Yet from the standpoint of world history, Jesus Christ looms as the most incredible and significant person who’s ever lived. Yale historian Jaraslav Pelikan: “Jesus of Nazareth has been the most dominant figure in the history of western culture for almost 20 centuries. If it were possible, with some sort of super magnet, to pull out of that history every scrap of metal bearing at least a trace of his name, how much would be left?” (Jesus Through the Centuries, p. 1). So far as we know, Jesus never wrote anything, yet some of the greatest works of literature were inspired by his life, he never painted a picture, yet some of the finest paintings from Michelangelo and de Vinci were inspired by him, he composed no music, yet Handel, Beethoven, and Bach reached their highest perfection in songs they wrote in praise of Jesus.
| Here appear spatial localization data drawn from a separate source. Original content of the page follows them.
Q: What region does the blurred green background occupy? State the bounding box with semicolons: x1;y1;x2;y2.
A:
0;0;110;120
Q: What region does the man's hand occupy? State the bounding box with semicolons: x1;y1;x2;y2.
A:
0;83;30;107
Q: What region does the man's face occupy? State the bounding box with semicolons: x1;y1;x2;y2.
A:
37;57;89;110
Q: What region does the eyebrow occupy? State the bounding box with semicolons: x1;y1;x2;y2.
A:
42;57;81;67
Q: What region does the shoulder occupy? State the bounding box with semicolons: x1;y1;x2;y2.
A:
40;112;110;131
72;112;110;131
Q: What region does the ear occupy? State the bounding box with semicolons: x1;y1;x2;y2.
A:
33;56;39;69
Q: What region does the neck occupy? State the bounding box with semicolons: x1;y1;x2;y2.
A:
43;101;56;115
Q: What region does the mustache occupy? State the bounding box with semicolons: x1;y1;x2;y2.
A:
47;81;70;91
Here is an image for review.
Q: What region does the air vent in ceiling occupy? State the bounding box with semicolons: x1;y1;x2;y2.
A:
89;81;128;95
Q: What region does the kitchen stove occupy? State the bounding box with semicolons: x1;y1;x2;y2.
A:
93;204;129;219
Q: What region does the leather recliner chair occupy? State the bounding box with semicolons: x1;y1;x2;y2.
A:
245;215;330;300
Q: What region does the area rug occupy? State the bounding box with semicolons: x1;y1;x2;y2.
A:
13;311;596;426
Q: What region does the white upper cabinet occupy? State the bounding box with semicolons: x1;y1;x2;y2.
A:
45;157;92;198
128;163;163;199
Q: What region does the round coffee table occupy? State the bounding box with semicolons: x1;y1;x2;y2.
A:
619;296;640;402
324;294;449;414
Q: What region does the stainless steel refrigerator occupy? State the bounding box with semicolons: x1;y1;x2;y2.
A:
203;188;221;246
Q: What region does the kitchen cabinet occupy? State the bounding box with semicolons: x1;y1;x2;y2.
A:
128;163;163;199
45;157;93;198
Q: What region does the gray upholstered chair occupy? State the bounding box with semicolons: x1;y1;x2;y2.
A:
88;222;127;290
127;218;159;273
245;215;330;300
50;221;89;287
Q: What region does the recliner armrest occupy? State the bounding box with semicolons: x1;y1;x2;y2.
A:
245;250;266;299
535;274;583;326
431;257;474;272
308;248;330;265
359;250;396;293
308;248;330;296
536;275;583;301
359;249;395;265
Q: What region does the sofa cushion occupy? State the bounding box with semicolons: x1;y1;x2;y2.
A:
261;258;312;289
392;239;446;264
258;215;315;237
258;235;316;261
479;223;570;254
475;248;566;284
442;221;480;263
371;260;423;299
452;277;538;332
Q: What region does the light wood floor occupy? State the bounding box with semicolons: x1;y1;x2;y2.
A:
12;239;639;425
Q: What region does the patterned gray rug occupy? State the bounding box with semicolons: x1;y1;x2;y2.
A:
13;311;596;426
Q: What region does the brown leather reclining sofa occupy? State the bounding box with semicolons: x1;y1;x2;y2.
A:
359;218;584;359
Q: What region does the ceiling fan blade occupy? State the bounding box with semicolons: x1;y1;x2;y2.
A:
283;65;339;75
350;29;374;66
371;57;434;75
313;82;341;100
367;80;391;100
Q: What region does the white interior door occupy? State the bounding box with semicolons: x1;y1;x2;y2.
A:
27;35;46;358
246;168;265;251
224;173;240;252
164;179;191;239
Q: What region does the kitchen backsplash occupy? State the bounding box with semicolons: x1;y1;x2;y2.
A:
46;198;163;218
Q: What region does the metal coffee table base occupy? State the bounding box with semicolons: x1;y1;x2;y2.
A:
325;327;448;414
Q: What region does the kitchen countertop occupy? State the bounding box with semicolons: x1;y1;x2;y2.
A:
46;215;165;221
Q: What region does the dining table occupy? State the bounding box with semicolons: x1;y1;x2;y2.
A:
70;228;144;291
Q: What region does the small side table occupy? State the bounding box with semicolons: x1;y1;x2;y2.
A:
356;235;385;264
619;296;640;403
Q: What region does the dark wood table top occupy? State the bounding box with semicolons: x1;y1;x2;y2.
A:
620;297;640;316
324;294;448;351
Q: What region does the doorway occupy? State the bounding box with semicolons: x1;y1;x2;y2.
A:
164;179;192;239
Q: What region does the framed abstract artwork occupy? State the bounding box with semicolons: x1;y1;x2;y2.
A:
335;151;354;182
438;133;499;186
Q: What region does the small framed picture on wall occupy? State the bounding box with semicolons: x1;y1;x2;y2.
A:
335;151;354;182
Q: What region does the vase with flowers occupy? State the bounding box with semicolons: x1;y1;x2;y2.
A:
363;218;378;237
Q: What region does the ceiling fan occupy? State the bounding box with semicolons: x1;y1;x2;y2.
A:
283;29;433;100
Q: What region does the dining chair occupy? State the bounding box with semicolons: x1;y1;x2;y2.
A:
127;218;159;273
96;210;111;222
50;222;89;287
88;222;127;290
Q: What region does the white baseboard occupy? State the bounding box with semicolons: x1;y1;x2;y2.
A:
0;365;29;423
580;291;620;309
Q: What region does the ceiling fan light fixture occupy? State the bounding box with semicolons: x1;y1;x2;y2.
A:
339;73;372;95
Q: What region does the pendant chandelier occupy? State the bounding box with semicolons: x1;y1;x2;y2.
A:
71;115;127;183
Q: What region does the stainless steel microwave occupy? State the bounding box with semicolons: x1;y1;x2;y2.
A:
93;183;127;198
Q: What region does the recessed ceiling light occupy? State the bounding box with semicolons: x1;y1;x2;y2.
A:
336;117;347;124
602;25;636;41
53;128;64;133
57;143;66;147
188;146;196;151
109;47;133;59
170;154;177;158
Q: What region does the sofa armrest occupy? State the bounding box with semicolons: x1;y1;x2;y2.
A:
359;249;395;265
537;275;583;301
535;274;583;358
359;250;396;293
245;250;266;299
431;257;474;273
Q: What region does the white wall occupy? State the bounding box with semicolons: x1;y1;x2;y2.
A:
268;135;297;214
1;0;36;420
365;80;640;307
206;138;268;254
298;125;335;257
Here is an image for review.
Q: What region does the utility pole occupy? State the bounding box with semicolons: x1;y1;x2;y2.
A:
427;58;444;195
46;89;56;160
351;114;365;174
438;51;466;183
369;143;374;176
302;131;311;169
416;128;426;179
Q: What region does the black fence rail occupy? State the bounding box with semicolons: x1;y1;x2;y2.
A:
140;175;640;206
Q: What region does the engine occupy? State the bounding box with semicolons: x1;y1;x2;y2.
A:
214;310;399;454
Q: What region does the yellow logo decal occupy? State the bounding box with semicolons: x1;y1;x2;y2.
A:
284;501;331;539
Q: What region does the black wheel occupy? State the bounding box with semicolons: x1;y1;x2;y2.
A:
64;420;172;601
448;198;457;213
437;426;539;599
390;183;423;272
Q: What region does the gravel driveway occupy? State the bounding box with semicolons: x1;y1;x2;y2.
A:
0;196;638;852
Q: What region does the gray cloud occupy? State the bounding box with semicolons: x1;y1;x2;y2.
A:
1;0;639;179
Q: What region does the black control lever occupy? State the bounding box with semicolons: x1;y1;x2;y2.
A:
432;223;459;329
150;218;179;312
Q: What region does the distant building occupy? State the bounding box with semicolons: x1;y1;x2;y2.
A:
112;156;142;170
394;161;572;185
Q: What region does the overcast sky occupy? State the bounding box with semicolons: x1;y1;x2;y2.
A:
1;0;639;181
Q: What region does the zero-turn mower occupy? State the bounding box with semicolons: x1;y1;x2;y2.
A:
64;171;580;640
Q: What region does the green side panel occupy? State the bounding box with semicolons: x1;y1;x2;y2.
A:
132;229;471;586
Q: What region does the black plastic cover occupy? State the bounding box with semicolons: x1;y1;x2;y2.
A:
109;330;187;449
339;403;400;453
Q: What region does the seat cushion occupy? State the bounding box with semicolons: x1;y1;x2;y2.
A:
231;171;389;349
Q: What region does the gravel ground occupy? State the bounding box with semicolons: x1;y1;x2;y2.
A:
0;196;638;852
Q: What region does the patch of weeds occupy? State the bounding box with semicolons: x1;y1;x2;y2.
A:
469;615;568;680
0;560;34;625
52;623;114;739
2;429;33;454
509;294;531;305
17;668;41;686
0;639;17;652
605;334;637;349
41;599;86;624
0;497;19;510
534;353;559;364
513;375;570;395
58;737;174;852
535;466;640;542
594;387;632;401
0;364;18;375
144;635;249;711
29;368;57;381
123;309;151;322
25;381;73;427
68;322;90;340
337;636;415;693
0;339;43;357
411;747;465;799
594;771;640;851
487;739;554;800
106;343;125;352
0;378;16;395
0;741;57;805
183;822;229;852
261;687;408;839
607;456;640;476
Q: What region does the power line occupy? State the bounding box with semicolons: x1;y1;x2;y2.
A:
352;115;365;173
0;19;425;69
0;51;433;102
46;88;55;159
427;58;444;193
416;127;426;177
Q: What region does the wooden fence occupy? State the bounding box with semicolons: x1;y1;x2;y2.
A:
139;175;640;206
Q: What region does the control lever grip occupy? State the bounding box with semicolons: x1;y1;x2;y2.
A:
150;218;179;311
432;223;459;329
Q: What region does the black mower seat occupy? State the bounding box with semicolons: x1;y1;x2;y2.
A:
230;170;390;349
Although Jesus taught for only 3 years, his influence looms larger than the combined influence of Socrates, Plato and Aristotle, who taught for a combined 140 years. So significant is the figure of Jesus Christ that the entire western world divides history into B.C and A.D. B.C. simply means before Christ’s birth. A.D. stands for the Latin phrase anno domini, which means “the year of our Lord.” We date everyone and everything with reference to this one man.
Oxford theologian Alister McGrath, points out that one of the ironies of history is that even the lives of those who were utterly opposed to Jesus and all he stood for are dated with reference to Jesus, thus we know that the Roman Emperor Nero died in AD 68 and the dictator Joseph Stalin died in AD 1953 (McGrath, Explaining Your Faith 45). It’s difficult to overstate the impact Jesus Christ has had on this earth. He’s been the inspiration of incredible social renewal and also the excuse for horrible evil. People have worshipped him and hated him, they’ve died for their devotion to him and killed others in his name. The name of Jesus is invoked in cursing more than any other person who’s lived on this earth.
But when it comes to defining who Jesus really was it gets much more complicated. There are as many opinions of who Jesus is as there are people in our world. Four years ago LIFE magazine devoted it’s cover story to quotes from different people about who Jesus really was (LIFE 12/94, pp. 68-80). John Murray, president of the American Atheists says, “There was no such living person in the history of the world as Jesus Christ. There was no historical, living, breathing...human being by that name. Ever.” F. Forrester Church, a Unitarian minister: “Jesus [was] divine to the extent that we are divine. The difference being: Jesus recognized it, and most of the rest of us don’t.” Robert Funk, co-founder of the Jesus Seminar: Jesus was a subversive sage who went around telling clever jokes, like an ancient Lenny Bruce. Tyler Robers, lecturer of religion at Harvard: “I asked my class, ‘Who was Jesus?’ Most said he was a religious figure. Some said a philosopher, comparing him to Socrates. Then there was Jesus as a political leader, with one student comparing him to Mao and Stalin.” James Hind, a management author: “Jesus was the most effective executive in history” because “in only three years he defined a mission and formed strategies for carrying it out. With a staff of 12 unlikely men, he organized Christianity, which today has branches in all the world’s countries and a 32.4% share of the world’s population.”
Like companies clamoring for a celebrity’s endorsement, virtually every religion makes a special place for Jesus. The Muslim religion views Jesus as the greatest prophet before the coming of Mohammed, but rejects the idea that Jesus is God’s son. Hinduism reveres Jesus as one of their thousands of different gods and goddesses. The Mormon religion claimed that Jesus is the spirit-brother of the Devil. Some people today accept Jesus as a good moral teacher, someone who wasn’t divine in any unique sense of the word, but someone who came to tell us how to love other people. In the last four years, every major news magazine has run cover stories on rediscovering the identity of Jesus. Yet the reader is left suspicious as to why the new and improved Jesus we’re presented with by modern scholars looks a lot like the scholars themselves, kind of like a company looking for a celebrity endorsement who latched on to Jesus without any real concern for who he really is.